Physical characteristics
- Source: Perth Glacier
- • location: Whataroa River
- • coordinates: 43°20′S 170°27′E﻿ / ﻿43.333°S 170.450°E

Basin features
- • left: Barlow River

= Perth River =

River in New Zealand

The Perth River is a river in the Southern Alps in the West Coast region of New Zealand's South Island. Its source is in terrace icefields north of the Rangitata Divide and is joined by multiple tributaries, including a creek from Abel Lake. It features a number of rapids and passes through two gorges before meeting the Whataroa River. The river is largely inaccessible, but recently, an adventure tourism company has begun offering "heli-rafting" on the river: whitewater rafters are flown in by helicopter to raft the river.

==Recreation==
Kayakers have been flying ("heli-boating") up the Perth for a number of years. The normal rafting put-in at Five-Finger stream gives a nice class III-IV run with one amazing gorge. By flying up to Scone Hut, the trip becomes one of the best IV-V runs on the coast. More recently paddlers have been flying or walking upstream of scone hut for some V-V+ excitement.

The Perth River valley track is an advanced tramping route along the valley.
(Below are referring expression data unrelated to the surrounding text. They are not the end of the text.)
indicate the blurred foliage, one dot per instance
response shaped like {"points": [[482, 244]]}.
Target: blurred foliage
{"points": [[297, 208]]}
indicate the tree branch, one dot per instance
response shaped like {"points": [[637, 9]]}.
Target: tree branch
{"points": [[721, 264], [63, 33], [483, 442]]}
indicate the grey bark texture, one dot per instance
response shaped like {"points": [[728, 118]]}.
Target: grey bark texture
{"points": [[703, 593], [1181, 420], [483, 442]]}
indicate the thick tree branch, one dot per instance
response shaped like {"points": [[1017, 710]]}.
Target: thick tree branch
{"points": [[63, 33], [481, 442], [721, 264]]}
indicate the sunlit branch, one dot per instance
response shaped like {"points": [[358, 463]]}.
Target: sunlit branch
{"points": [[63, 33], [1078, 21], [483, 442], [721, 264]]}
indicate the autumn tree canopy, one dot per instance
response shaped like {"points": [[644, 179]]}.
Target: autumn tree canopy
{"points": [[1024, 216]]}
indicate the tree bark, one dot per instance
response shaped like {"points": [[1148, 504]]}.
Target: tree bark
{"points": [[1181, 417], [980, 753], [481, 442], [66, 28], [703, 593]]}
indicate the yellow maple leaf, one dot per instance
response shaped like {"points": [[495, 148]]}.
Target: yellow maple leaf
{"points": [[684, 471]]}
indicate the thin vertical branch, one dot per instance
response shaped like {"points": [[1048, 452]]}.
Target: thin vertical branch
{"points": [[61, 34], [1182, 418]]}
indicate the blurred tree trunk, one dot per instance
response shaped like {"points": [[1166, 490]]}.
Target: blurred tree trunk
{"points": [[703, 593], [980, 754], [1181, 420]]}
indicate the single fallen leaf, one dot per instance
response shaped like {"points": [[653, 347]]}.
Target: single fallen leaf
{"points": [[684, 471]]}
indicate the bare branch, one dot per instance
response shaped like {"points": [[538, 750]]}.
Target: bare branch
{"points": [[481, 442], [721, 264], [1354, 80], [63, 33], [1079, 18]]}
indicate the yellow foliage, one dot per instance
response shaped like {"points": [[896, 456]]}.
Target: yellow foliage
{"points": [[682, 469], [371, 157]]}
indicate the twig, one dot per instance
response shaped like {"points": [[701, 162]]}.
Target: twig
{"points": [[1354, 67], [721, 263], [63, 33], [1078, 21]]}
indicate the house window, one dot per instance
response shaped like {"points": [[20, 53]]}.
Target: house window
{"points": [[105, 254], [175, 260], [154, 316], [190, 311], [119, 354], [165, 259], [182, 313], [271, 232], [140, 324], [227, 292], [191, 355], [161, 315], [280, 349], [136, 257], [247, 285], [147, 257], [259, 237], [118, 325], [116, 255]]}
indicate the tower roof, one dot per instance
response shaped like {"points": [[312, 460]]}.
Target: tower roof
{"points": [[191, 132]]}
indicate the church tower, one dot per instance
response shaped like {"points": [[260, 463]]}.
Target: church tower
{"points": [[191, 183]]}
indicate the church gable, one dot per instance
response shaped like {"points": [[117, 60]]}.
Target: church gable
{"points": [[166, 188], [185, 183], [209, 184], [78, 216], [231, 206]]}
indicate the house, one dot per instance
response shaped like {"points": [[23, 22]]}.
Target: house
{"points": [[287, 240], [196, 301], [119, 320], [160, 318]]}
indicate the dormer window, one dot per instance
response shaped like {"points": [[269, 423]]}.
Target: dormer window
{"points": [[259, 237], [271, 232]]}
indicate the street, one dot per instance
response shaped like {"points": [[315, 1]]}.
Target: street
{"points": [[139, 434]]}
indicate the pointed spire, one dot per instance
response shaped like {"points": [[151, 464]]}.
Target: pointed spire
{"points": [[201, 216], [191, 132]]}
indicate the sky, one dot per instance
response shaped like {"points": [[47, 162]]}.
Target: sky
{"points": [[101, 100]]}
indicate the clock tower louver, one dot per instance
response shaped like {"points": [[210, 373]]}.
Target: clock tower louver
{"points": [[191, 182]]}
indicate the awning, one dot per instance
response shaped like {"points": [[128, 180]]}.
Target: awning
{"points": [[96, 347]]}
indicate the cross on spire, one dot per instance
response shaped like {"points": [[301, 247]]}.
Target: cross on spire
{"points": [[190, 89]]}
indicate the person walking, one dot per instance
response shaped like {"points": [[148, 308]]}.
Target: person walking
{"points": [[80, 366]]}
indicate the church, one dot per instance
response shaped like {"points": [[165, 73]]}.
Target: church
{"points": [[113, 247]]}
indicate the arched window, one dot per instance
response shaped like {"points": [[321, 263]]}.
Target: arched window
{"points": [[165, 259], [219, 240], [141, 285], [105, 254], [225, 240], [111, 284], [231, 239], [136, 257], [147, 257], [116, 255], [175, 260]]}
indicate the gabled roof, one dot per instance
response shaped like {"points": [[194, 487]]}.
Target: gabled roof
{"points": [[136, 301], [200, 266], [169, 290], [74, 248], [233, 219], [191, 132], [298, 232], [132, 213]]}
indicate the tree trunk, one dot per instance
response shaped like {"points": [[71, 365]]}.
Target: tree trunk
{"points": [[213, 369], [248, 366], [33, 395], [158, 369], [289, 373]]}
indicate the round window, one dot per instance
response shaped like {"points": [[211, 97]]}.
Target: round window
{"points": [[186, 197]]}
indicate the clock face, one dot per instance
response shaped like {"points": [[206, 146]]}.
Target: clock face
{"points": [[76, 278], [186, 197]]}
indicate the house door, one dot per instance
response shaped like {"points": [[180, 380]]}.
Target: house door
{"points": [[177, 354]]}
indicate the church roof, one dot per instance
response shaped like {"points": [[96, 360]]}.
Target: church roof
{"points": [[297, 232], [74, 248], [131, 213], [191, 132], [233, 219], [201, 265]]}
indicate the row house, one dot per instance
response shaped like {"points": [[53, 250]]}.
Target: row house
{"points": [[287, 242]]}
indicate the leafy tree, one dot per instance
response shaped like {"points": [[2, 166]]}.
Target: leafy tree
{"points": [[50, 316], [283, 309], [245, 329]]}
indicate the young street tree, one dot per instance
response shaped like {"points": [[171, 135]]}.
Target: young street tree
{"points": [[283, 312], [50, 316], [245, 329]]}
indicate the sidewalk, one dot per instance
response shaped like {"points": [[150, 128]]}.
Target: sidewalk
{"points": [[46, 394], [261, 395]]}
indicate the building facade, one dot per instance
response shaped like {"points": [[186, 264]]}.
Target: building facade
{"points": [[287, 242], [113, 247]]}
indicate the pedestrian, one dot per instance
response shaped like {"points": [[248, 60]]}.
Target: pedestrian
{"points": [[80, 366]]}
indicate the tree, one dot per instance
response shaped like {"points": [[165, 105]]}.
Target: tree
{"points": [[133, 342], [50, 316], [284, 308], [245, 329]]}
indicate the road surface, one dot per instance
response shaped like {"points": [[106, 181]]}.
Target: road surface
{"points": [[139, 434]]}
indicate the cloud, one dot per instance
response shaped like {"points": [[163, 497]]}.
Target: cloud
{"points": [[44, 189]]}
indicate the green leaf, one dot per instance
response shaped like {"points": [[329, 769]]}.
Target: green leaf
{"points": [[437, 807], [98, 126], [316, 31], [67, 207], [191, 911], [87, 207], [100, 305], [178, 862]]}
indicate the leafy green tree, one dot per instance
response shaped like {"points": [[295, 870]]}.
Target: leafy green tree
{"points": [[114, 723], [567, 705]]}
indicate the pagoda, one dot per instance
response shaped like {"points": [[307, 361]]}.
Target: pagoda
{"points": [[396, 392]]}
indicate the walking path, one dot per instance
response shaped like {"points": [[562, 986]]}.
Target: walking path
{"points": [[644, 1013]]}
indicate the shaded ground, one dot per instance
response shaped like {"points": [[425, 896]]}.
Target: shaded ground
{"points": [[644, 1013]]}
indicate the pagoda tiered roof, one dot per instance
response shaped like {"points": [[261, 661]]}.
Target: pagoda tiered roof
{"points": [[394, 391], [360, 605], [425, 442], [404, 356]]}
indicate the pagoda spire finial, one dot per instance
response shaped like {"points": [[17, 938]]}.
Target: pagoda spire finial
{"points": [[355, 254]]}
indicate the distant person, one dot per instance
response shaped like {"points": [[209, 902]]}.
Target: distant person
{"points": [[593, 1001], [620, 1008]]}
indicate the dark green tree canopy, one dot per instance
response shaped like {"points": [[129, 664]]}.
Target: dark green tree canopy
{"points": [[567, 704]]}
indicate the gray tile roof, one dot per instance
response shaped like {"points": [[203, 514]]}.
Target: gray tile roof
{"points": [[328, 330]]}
The full out and back route takes three or more days and provides access to a large area of Department of Conservation land. The route has two backcountry huts, Nolans Hut and Scone Hut.

==Conservation==
Zero Invasive Predators Ltd (ZIP) established a pest control programme in the Perth River Valley in 2015. The Perth, Barlow Rivers, and Southern Alps bound the 12000 ha area. In order to detect and eliminate all incursions, ZIP placed 368 trail cameras and 17 ZIP cameras in the Perth Barlow block. As surrounding blocks were removed of predators, this number went down. In 2022, there were only 91 cameras in the camera network. The programme has effectively eradicated all pests in the valley, and its techniques and findings will be important in further conservation efforts across New Zealand.